As to the husband’s explanation for delay and procedural missteps, the judge noted that the husband appeared to have miscommunicated with counsel. He had not informed counsel about the court’s direction to pay security by 22 July 2022. He was notified on 28 July 2022 that his notice of appeal had been struck out. He then waited three days before consulting counsel and bringing OSN 7. The judge found it unclear how counsel would have acted without instructions, but the court’s decision did not turn solely on that explanation; it turned on the absence of a proper procedural remedy and the lack of good grounds for the appeal.
What Was the Outcome?
The High Court dismissed OSN 7. The judge indicated that the application should have been dismissed at least for want of clarity, but the dismissal rested on more than drafting deficiencies. The court held that there was no basis under s 824 for reinstatement of a notice of appeal, and that the husband’s appeal could not proceed without security for costs. The court also found that the applicant failed to demonstrate good grounds for the appeal, particularly given the stated reconciliation rationale and the lack of evidence that reconciliation was feasible or that the respondent would be amenable.
Practically, the decision confirms that where an appellant fails to comply with the security-for-costs requirement, the appeal cannot be revived through a loosely framed “reinstatement” application. The proper route would be to set aside the relevant order (if appropriate) and seek leave to file a fresh appeal out of time, coupled with payment of the requisite security.
Why Does This Case Matter?
WFT v WFS is significant for practitioners because it clarifies the legal consequence of non-compliance with the security-for-costs requirement in family appeals. Even where the rules do not expressly state that a notice of appeal may be struck out, the court treated security under s 824 as a prerequisite condition. This means that procedural compliance is not merely formal; it is substantive to the appeal’s ability to proceed.
The case also illustrates the importance of selecting the correct procedural remedy. The court’s critique of the “reinstatement” framing is a reminder that relief must be aligned with the legal effect of prior orders. Where a notice of appeal has been removed from the record, the applicant must consider whether the order should be set aside first and whether the court may instead grant liberty to file a fresh appeal out of time. Lawyers should therefore draft applications with precision, ensuring that the relief sought corresponds to the steps required to regularise the appeal.
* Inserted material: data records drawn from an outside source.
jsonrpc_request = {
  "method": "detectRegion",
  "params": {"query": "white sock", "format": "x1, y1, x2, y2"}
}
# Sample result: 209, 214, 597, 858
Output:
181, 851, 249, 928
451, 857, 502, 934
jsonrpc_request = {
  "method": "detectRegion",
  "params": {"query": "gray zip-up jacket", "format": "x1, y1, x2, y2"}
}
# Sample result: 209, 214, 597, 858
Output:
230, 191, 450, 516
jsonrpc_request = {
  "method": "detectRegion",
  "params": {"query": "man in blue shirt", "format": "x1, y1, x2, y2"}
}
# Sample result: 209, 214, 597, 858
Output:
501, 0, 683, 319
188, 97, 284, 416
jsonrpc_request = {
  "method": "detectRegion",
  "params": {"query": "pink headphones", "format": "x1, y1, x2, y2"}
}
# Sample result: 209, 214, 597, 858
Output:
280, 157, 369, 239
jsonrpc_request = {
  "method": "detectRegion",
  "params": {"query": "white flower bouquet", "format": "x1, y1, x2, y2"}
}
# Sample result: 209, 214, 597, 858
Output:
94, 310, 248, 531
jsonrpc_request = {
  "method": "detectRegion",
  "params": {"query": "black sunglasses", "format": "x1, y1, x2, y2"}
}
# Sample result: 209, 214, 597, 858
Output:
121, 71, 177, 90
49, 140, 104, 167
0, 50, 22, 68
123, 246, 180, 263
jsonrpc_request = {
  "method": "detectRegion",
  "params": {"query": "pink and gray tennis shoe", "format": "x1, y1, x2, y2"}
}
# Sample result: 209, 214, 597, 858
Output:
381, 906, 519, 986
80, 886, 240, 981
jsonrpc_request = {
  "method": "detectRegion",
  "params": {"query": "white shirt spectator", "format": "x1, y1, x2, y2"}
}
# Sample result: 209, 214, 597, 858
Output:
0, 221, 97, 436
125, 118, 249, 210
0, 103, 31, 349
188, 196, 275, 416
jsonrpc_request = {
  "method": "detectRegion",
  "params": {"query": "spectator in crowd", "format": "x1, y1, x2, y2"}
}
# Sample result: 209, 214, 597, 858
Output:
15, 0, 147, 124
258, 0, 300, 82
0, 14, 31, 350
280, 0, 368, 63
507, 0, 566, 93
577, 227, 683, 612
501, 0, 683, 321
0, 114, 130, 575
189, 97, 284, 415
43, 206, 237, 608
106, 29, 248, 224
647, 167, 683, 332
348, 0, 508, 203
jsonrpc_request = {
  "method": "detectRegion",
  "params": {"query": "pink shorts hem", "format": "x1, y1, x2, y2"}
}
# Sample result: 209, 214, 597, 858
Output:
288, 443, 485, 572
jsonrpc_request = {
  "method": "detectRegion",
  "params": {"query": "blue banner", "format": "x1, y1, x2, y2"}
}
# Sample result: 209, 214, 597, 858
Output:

From a discretionary standpoint, the decision highlights that courts will scrutinise the applicant’s reasons for appealing when assessing whether to exercise discretion to disturb existing orders. Stated intentions that do not translate into a credible appellate basis—such as an aspiration to reconcile without evidence—may not justify the court’s intervention. Practitioners should ensure that affidavits and submissions provide concrete grounds for appeal and address the evidential requirements relevant to the discretion being sought.
Legislation Referenced
- Family Justice Rules 2014 (S 813/2014), s 824 (Security for costs)
Cases Cited
- [2022] SGHCF 27 (WFT v WFS) (as the sole reported reference in the provided extract)
Source Documents
This article analyses [2022] SGHCF 27 for legal research and educational purposes. It does not constitute legal advice. Readers should consult the full judgment for the Court's complete reasoning.